Where to display data science projects
Where should you display your data science projects after you have completed them? Here is some advice on where to display your data science projects.
- On your resume. Of course if you are working on data science projects with the intention of enhancing your resume, you should display your data science projects on your resume. In general, we recommend having a separate section for side projects called something like “personal projects” rather than lumping your projects into a general experience section. But how much room should you dedicate to personal projects? That depends on what previous experience you have and whether you have work-related projects that demonstrate your data science skills. If you do not have many work-related projects to show off, then you can include a few bullet points per project for the personal projects on your resume. If you have a few work-related projects and you are not changing fields then we recommend only including one high level bullet point per project to leave more room for your work projects.

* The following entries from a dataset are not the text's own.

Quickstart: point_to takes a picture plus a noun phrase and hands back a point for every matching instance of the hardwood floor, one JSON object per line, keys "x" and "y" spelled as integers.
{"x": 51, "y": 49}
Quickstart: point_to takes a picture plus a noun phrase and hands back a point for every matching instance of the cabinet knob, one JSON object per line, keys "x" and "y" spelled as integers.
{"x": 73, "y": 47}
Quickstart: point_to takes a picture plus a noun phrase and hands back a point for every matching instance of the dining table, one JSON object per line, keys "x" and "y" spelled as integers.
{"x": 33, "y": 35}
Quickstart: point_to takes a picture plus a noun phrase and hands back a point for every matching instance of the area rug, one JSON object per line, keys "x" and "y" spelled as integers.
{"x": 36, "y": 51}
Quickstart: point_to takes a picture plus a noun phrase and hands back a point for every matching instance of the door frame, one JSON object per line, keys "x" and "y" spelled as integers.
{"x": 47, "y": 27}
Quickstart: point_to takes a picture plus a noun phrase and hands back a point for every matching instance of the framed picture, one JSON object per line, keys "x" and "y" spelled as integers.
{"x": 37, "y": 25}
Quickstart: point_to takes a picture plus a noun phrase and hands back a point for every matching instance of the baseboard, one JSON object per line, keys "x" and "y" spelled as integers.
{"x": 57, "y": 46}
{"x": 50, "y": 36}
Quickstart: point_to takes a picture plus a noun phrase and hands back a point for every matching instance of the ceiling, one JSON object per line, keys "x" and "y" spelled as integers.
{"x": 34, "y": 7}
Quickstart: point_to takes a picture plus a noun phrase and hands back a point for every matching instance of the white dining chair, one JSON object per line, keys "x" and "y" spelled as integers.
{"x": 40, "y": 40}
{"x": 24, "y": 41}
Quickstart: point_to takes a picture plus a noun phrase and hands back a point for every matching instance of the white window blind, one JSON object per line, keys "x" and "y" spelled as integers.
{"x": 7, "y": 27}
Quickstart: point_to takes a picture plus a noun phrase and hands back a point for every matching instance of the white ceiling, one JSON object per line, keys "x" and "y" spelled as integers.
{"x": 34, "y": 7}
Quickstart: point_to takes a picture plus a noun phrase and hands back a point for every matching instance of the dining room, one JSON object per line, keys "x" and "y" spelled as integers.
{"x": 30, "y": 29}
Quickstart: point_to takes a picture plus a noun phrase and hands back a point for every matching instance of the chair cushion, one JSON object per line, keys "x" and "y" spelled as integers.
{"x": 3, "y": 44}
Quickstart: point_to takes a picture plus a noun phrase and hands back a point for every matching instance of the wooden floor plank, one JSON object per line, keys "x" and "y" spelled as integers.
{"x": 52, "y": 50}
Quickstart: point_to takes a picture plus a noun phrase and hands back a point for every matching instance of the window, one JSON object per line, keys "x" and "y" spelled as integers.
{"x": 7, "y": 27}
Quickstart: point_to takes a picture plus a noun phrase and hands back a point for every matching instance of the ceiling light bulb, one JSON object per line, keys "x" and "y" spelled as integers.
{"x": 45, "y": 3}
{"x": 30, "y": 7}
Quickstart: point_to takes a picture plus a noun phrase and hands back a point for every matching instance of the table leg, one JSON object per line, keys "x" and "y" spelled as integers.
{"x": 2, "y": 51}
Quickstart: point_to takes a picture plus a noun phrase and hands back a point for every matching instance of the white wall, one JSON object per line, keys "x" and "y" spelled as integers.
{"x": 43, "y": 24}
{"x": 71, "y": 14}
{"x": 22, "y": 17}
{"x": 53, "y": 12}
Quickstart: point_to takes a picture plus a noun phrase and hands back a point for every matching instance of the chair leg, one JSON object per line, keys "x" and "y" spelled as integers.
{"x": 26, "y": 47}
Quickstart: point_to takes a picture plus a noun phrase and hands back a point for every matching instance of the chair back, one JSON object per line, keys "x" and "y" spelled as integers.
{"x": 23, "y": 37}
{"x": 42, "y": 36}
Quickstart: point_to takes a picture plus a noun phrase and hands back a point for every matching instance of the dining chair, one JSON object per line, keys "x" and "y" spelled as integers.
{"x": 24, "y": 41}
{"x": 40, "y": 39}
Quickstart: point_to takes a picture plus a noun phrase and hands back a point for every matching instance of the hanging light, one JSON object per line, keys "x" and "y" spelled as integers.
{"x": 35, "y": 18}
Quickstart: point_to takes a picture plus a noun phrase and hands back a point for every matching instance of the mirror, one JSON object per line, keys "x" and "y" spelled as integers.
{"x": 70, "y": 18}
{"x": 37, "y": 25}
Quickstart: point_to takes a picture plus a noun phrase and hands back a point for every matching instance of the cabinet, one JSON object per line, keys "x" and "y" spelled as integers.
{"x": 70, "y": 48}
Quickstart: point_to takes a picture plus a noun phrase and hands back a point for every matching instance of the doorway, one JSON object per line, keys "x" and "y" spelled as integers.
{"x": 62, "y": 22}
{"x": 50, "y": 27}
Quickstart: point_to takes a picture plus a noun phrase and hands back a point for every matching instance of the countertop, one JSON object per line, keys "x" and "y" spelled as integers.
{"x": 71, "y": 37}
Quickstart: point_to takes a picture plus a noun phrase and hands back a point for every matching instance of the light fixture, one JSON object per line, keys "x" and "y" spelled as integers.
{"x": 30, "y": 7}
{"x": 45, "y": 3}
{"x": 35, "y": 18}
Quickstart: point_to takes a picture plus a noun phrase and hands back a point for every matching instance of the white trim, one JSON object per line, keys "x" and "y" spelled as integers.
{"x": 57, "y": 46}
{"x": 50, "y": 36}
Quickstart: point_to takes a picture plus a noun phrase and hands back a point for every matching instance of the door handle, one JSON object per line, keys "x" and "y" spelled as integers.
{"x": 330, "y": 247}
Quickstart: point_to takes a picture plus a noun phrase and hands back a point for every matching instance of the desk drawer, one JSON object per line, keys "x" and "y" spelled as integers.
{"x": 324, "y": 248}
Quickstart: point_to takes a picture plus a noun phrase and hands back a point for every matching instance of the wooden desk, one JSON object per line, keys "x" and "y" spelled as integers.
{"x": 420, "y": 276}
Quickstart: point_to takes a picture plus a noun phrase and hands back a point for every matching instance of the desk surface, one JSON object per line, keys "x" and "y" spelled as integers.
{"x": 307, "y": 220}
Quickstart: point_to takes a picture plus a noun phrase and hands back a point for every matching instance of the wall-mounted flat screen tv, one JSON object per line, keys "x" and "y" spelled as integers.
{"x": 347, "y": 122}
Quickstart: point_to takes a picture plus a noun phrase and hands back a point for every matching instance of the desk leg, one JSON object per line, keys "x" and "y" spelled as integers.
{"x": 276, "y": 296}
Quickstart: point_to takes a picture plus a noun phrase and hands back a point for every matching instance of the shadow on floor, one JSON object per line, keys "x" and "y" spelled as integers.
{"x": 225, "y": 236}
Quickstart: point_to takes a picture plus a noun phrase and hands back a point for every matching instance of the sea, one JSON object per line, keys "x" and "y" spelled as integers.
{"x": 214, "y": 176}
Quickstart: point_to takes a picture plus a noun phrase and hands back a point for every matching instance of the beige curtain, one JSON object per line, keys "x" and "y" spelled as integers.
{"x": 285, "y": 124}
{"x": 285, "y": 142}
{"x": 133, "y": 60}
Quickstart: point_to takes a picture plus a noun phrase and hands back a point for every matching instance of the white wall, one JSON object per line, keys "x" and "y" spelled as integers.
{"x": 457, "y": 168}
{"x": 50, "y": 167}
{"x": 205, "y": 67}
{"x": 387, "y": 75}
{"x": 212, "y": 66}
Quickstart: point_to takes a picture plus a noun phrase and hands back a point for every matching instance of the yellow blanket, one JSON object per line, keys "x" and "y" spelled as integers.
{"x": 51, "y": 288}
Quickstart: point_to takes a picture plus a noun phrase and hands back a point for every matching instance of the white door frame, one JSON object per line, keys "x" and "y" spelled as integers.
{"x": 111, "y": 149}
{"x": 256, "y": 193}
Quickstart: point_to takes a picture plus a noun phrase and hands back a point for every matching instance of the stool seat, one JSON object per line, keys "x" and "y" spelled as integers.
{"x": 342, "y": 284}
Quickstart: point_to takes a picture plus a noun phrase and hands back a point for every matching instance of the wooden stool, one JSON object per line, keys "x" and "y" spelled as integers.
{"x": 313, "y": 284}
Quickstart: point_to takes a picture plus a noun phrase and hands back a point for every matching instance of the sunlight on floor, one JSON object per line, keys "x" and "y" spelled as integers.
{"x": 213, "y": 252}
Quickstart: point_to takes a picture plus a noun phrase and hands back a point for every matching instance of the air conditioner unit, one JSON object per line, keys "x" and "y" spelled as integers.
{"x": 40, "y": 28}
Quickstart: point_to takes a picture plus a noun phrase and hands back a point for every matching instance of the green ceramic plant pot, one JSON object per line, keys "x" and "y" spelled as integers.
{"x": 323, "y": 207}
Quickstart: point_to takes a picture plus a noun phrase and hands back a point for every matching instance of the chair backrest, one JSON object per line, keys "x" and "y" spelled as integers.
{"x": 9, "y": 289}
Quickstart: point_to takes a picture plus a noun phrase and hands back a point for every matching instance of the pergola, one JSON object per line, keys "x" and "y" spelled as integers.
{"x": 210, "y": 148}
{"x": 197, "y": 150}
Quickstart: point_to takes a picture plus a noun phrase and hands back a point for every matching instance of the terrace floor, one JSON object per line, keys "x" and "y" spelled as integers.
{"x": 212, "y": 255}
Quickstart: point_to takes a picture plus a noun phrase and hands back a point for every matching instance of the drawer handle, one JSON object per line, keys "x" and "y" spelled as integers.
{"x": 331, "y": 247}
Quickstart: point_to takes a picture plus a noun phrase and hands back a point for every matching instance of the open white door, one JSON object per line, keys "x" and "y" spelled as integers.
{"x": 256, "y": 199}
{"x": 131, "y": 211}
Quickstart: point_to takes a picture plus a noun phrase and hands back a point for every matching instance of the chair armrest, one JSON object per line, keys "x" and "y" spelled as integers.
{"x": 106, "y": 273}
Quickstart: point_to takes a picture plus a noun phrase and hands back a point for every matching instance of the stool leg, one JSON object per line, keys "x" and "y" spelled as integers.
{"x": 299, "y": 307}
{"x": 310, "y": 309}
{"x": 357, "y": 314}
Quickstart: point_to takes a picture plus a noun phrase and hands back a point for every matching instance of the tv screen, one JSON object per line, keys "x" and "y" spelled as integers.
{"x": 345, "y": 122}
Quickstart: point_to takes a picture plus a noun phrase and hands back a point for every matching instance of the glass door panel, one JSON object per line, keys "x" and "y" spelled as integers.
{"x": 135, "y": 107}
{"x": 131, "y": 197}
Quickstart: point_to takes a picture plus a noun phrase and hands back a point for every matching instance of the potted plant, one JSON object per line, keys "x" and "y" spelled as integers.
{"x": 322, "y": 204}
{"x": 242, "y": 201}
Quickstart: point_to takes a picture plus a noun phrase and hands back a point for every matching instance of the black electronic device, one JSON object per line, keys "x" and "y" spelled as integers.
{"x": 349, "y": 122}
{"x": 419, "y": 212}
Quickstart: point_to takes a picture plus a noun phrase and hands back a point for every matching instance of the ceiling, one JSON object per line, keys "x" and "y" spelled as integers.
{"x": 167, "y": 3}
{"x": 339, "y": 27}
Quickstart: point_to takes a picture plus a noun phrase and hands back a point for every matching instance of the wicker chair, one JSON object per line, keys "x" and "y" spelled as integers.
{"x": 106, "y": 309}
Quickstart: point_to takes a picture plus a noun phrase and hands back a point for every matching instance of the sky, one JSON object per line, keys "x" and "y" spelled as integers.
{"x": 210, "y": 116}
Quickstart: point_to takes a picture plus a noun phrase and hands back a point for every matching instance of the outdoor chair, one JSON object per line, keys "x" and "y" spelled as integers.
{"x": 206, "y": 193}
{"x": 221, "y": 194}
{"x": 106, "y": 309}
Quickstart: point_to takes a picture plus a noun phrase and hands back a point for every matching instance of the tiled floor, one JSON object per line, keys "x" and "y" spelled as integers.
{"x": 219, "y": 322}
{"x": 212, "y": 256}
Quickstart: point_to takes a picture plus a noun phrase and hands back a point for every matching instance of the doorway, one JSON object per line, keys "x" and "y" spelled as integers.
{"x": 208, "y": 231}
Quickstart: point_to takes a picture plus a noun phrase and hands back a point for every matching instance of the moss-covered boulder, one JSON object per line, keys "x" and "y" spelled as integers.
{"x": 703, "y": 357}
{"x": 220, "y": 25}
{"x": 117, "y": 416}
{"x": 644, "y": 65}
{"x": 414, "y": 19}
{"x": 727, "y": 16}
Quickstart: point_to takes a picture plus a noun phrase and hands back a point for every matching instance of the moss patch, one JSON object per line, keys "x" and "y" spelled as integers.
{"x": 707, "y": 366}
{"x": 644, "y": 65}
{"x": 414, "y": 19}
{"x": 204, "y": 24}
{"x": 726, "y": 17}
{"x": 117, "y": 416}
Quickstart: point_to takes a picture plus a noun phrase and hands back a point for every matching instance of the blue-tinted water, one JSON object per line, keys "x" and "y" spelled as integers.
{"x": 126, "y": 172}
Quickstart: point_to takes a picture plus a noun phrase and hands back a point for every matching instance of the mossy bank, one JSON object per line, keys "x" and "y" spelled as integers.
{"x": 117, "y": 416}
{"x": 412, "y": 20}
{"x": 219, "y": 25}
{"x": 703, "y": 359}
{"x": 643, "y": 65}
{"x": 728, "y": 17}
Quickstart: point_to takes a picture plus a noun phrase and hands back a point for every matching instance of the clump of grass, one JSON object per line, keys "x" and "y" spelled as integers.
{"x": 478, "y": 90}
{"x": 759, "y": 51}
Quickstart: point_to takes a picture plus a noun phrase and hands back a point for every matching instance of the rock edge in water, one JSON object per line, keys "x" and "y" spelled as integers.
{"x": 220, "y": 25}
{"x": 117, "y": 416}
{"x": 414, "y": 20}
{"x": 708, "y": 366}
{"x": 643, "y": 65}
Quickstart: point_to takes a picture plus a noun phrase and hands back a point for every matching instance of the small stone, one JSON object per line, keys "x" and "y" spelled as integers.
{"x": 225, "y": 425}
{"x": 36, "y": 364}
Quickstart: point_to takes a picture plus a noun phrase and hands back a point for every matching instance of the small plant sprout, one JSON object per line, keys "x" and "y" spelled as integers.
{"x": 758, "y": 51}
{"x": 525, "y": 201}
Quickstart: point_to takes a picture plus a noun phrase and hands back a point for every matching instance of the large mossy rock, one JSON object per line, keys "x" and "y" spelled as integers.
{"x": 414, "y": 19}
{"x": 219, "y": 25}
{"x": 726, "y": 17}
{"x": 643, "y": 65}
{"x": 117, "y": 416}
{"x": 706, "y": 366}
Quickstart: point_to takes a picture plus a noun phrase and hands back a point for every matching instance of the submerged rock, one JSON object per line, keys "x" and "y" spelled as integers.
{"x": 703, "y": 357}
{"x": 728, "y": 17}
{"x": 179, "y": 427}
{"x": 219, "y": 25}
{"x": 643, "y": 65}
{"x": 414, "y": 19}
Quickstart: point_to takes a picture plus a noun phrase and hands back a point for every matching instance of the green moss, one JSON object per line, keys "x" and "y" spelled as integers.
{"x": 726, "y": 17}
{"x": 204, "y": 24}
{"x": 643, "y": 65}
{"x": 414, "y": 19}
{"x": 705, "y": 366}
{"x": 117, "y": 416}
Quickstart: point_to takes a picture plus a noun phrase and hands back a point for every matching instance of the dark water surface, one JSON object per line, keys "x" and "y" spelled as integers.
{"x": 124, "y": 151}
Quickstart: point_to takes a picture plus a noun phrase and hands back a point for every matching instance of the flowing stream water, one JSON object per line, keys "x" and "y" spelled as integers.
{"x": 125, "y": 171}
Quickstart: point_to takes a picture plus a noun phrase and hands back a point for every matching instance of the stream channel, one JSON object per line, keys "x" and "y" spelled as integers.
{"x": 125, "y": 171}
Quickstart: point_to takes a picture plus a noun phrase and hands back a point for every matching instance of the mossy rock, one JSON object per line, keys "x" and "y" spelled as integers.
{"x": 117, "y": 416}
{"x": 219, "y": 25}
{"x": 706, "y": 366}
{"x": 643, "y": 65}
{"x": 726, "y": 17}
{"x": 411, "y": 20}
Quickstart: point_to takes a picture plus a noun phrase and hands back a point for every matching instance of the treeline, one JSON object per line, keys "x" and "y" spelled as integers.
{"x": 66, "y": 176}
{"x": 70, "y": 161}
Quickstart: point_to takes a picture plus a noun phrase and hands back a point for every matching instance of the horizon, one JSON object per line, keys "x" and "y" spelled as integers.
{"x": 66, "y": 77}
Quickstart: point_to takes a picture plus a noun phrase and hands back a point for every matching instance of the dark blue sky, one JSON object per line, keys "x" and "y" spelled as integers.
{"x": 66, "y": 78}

- Github. Beyond listing your projects on your resume, you should also make your code available in a publicly available repository. The easiest way to do this is to upload your code to GitHub. Along with your code, you should upload a file that describes your project and what its goals were.
- Personal website. If you have a personal website, then you may choose to make your code and documentation available there rather than on GitHub.
Tips for data science projects on resumes
What other tips do we have for creating data science projects for resumes? Here are all of the points we haven’t touched on.
- It is okay to use school projects. If you are an entry level candidate, it is okay to use projects that you completed in school in your portfolio of data science projects. You already did the work, so you might as well reap some of the rewards.
- Navigation and documentation need to be clear. If you are including a link to a public GitHub profile that has a lot of repositories, make sure it is clear which repositories you want hiring managers to look at. Make sure to highlight those repositories and include README files that clearly describe the project and its importance.
- Quality over quantity. As with many things in life, you should aim for quality over quantity when you are working on data science projects for resumes. You are better off having one clean, completed, well documented project than a handful of half-completed projects with no documentation. Consider setting GitHub repositories containing half-completed projects to private when you are applying to jobs.
- Emphasize data over models. Even if you are working on projects to demonstrate your competency in machine learning and statistical modeling, you should spend more time focusing on your data than your models. For most jobs, you are better off using a simple, stable model that can be easily maintained than using a more complicated model that has 0.1% better accuracy. Let your projects reflect this type of thinking. And even if tiny increases in accuracy are to be desired, there is often more to gain from adding new data and features to your model than testing hundreds of parameter combinations.